The invention has the beneficial effects that:
a new robot grabbing planning method is provided, which uses a learned grabbing proposal network and a learned three-dimensional shape reconstruction network simultaneously, uses two different improved convolutional neural networks in the two networks, utilizes the representation capability and generalization performance of the two improved convolutional neural networks, outputs a complete 6-degree-of-freedom grabbing gesture compared with a pixel space method, and can grab the blocked part of an object which cannot be seen in an input image. The three-dimensional reconstruction network can deduce the shape of the invisible part of the object, and then the grabbing points are projected onto the reconstructed point cloud, so that grabbing is improved, and grabbing performance is improved. Enabling the robot to accurately grasp both the hidden and visible portions of the object. Such a combined system can produce more accurate crawling than a network of image-based crawling recommendations alone.

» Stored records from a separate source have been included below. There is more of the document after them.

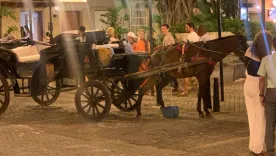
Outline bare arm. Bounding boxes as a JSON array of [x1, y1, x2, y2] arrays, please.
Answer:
[[259, 76, 265, 105], [259, 76, 265, 95]]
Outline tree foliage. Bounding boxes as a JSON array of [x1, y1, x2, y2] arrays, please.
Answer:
[[100, 6, 129, 38], [0, 6, 18, 34], [154, 0, 197, 25]]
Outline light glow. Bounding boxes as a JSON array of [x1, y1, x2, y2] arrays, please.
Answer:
[[272, 0, 276, 6], [57, 0, 87, 2]]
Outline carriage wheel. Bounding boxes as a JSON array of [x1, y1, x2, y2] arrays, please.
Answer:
[[32, 80, 61, 106], [0, 76, 10, 115], [75, 80, 111, 120], [111, 80, 138, 112]]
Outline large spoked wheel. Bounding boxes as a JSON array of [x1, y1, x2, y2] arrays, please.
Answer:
[[111, 80, 138, 112], [75, 80, 111, 120], [32, 80, 61, 106], [0, 76, 10, 115]]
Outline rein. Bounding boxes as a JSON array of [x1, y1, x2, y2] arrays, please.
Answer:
[[151, 41, 186, 57]]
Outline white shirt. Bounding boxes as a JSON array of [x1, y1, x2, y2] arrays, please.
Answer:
[[199, 33, 211, 43], [187, 32, 199, 42]]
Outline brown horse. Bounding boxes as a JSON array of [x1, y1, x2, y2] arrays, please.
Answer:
[[136, 36, 248, 117]]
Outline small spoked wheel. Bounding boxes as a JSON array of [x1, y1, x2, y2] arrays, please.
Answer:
[[32, 80, 61, 106], [0, 76, 10, 115], [75, 80, 111, 120], [111, 80, 138, 112]]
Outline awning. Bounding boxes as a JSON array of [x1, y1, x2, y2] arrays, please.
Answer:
[[0, 0, 54, 8]]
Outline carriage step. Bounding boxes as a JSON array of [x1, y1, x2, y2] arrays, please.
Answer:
[[14, 93, 31, 97]]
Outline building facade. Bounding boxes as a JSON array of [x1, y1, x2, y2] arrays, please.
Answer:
[[2, 0, 115, 41]]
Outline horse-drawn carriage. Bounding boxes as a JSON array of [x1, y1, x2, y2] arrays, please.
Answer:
[[0, 31, 150, 119], [0, 32, 248, 119]]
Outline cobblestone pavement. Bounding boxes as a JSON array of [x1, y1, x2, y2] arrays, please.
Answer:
[[0, 82, 268, 156]]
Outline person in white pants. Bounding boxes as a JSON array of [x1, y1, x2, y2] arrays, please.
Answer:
[[244, 32, 272, 155]]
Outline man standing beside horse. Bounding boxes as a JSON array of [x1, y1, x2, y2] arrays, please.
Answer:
[[161, 24, 178, 93], [180, 23, 200, 96]]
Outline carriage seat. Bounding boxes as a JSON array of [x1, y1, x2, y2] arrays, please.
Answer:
[[12, 45, 49, 62]]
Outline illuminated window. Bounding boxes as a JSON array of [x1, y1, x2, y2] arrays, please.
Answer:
[[57, 0, 87, 2]]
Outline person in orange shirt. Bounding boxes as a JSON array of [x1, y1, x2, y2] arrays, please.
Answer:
[[132, 29, 150, 53], [132, 29, 154, 96]]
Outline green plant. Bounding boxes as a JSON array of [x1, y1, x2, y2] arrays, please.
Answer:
[[0, 6, 18, 35], [223, 19, 245, 35], [100, 6, 129, 39], [265, 22, 276, 37], [0, 6, 17, 20], [6, 25, 18, 34]]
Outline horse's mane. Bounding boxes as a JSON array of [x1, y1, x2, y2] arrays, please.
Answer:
[[207, 35, 237, 43]]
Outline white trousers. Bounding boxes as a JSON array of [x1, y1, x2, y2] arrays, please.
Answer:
[[244, 75, 266, 153]]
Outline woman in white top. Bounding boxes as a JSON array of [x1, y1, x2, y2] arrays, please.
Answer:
[[106, 27, 119, 43], [24, 25, 31, 38], [197, 24, 211, 42]]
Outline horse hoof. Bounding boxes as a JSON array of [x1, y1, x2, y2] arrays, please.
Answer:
[[206, 114, 214, 119], [136, 114, 142, 118], [198, 114, 205, 119]]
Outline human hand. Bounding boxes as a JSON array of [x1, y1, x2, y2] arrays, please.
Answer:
[[260, 96, 265, 106]]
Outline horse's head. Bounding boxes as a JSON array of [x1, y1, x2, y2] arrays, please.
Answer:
[[197, 35, 248, 62], [233, 35, 249, 62], [150, 43, 183, 66]]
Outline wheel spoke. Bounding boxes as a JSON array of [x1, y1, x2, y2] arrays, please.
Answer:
[[86, 105, 92, 114], [97, 102, 104, 109], [46, 94, 50, 101], [83, 88, 91, 97], [94, 105, 101, 115], [97, 95, 105, 100], [91, 105, 95, 116], [130, 96, 137, 103], [82, 103, 90, 109], [125, 101, 127, 108], [90, 87, 96, 96], [82, 92, 89, 99], [95, 88, 100, 96], [127, 99, 132, 107], [41, 94, 44, 101]]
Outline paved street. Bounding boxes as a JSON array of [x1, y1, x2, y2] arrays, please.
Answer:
[[0, 82, 262, 156]]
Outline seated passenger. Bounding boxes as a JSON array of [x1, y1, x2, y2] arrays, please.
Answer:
[[78, 26, 87, 43], [24, 25, 31, 39], [106, 27, 119, 43], [124, 32, 137, 53], [132, 29, 150, 53]]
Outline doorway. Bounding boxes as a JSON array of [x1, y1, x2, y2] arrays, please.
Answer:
[[20, 11, 43, 41], [95, 11, 107, 30], [59, 11, 81, 32]]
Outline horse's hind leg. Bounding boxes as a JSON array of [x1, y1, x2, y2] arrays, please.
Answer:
[[156, 74, 172, 107], [199, 81, 212, 117], [204, 77, 212, 109], [197, 88, 204, 118], [136, 76, 160, 117]]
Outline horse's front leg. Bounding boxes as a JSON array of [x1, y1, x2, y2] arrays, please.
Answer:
[[198, 75, 212, 117], [156, 75, 172, 107], [197, 87, 204, 118], [136, 76, 160, 117]]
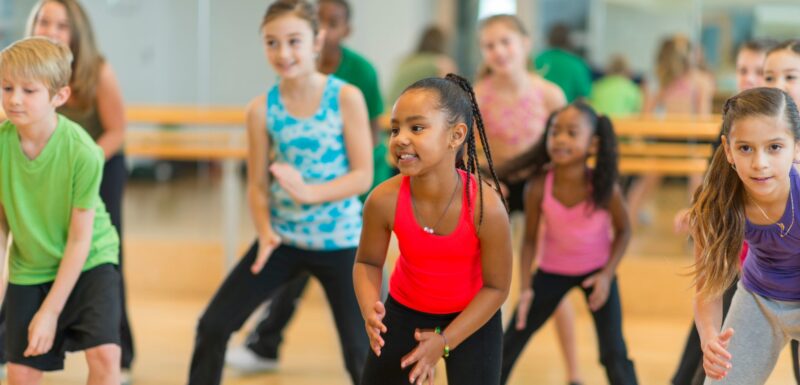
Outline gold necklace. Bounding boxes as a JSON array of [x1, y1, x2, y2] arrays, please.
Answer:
[[750, 185, 794, 238], [408, 170, 461, 234]]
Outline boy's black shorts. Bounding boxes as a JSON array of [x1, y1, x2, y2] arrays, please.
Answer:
[[5, 264, 122, 371]]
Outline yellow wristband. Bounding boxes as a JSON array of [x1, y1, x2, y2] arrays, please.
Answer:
[[434, 326, 450, 358]]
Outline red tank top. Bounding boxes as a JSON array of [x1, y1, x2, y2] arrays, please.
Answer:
[[389, 170, 483, 314]]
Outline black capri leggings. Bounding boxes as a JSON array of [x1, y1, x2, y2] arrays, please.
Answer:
[[361, 294, 503, 385]]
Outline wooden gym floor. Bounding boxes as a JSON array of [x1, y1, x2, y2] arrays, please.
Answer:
[[34, 172, 793, 385]]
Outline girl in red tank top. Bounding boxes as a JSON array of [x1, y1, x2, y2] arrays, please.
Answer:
[[353, 74, 511, 385]]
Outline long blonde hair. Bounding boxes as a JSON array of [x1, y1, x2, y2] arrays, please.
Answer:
[[689, 87, 800, 297], [25, 0, 105, 108], [476, 14, 532, 80]]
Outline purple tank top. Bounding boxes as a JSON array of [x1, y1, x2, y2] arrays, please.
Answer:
[[742, 167, 800, 301]]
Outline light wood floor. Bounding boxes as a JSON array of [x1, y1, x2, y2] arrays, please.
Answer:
[[36, 169, 793, 385]]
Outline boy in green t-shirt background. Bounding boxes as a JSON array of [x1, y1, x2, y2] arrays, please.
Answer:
[[0, 38, 122, 385]]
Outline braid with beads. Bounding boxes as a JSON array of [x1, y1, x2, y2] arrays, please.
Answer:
[[445, 73, 508, 227]]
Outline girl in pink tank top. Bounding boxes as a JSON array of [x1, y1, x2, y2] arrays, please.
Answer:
[[498, 102, 637, 385], [353, 74, 512, 385]]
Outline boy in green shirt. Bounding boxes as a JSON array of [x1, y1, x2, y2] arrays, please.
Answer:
[[0, 38, 121, 385]]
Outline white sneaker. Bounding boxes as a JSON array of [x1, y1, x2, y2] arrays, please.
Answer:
[[225, 346, 278, 374], [119, 369, 133, 385]]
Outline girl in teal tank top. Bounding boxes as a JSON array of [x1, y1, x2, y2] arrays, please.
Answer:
[[189, 0, 372, 385]]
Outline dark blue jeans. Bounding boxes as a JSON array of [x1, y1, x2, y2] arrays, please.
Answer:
[[501, 270, 637, 385], [361, 294, 503, 385], [189, 242, 369, 385]]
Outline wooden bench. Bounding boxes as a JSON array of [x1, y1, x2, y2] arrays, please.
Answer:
[[613, 115, 721, 176]]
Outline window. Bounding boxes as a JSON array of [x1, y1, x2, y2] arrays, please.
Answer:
[[478, 0, 517, 20]]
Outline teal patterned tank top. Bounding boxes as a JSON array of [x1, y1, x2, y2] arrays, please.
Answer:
[[267, 76, 361, 250]]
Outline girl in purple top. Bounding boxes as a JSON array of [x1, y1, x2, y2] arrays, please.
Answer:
[[690, 88, 800, 385]]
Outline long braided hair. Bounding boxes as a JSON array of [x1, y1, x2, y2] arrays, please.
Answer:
[[403, 73, 508, 228]]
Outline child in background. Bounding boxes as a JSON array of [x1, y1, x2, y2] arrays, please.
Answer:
[[690, 88, 800, 385], [589, 55, 642, 117], [500, 101, 637, 385], [353, 74, 512, 385], [628, 35, 714, 227], [387, 25, 457, 107], [764, 40, 800, 103], [475, 15, 580, 382], [189, 0, 372, 385], [0, 37, 122, 385], [531, 23, 592, 103]]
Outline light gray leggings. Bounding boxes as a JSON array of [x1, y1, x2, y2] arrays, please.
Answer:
[[705, 282, 800, 385]]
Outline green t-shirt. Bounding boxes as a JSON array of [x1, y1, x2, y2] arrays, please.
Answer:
[[386, 53, 440, 109], [589, 75, 642, 117], [0, 115, 119, 285], [534, 49, 592, 103], [333, 47, 383, 120]]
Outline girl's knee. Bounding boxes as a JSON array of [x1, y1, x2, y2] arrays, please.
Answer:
[[6, 363, 42, 385], [85, 344, 122, 372]]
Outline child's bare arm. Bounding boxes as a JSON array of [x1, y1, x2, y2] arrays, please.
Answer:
[[353, 182, 397, 355], [694, 237, 734, 380], [24, 208, 95, 356], [603, 185, 632, 275], [519, 176, 544, 291], [0, 204, 11, 294]]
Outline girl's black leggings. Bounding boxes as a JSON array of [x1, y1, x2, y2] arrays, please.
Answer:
[[361, 293, 503, 385]]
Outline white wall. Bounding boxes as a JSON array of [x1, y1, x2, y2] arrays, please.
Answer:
[[63, 0, 435, 105], [590, 1, 699, 85]]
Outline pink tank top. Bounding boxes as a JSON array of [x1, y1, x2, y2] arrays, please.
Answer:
[[476, 77, 549, 147], [539, 171, 613, 276], [389, 170, 483, 314]]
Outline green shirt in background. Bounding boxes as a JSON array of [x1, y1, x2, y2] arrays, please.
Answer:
[[589, 75, 642, 117], [333, 47, 392, 202], [386, 52, 441, 109], [534, 49, 592, 103], [0, 115, 119, 285], [333, 47, 383, 120]]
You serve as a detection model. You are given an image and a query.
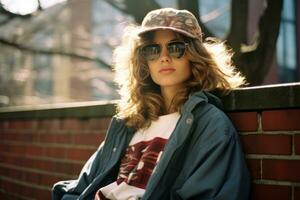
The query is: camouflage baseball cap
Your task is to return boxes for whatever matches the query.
[139,8,202,41]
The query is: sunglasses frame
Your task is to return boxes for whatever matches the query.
[140,41,189,61]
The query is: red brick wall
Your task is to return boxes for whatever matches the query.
[0,84,300,200]
[228,109,300,200]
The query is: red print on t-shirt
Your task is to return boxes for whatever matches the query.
[117,137,167,189]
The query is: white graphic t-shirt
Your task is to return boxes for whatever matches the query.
[95,112,180,200]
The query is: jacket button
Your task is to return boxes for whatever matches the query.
[185,118,193,124]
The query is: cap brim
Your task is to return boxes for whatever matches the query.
[138,26,197,38]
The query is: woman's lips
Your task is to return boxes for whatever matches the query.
[159,67,176,73]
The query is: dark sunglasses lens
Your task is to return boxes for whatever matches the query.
[142,44,161,60]
[168,42,185,58]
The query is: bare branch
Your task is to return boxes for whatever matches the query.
[235,0,283,85]
[178,0,214,37]
[227,0,249,52]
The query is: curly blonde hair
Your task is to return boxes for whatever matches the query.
[113,26,245,129]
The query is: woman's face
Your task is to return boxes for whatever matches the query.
[147,30,191,89]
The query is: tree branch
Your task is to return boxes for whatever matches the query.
[178,0,214,37]
[105,0,160,24]
[236,0,283,85]
[227,0,249,52]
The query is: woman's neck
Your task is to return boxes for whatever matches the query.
[161,87,180,114]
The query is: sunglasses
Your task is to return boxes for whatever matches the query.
[141,41,188,61]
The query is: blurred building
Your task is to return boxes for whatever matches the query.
[0,0,300,105]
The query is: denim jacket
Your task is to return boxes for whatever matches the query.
[52,91,250,200]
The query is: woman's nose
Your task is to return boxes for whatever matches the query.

Therefore, the apple picking efficiency is greatly improved, and a new solution is provided for the robot-based apple picking.
Drawings
FIG. 1 is a block diagram of the overall process of the method of the present invention.
Fig. 2 is a diagram of a grab recommendation network architecture.
Fig. 3 is a diagram of a depth residual network architecture.
Fig. 4 is a diagram of a three-dimensional reconstruction network structure.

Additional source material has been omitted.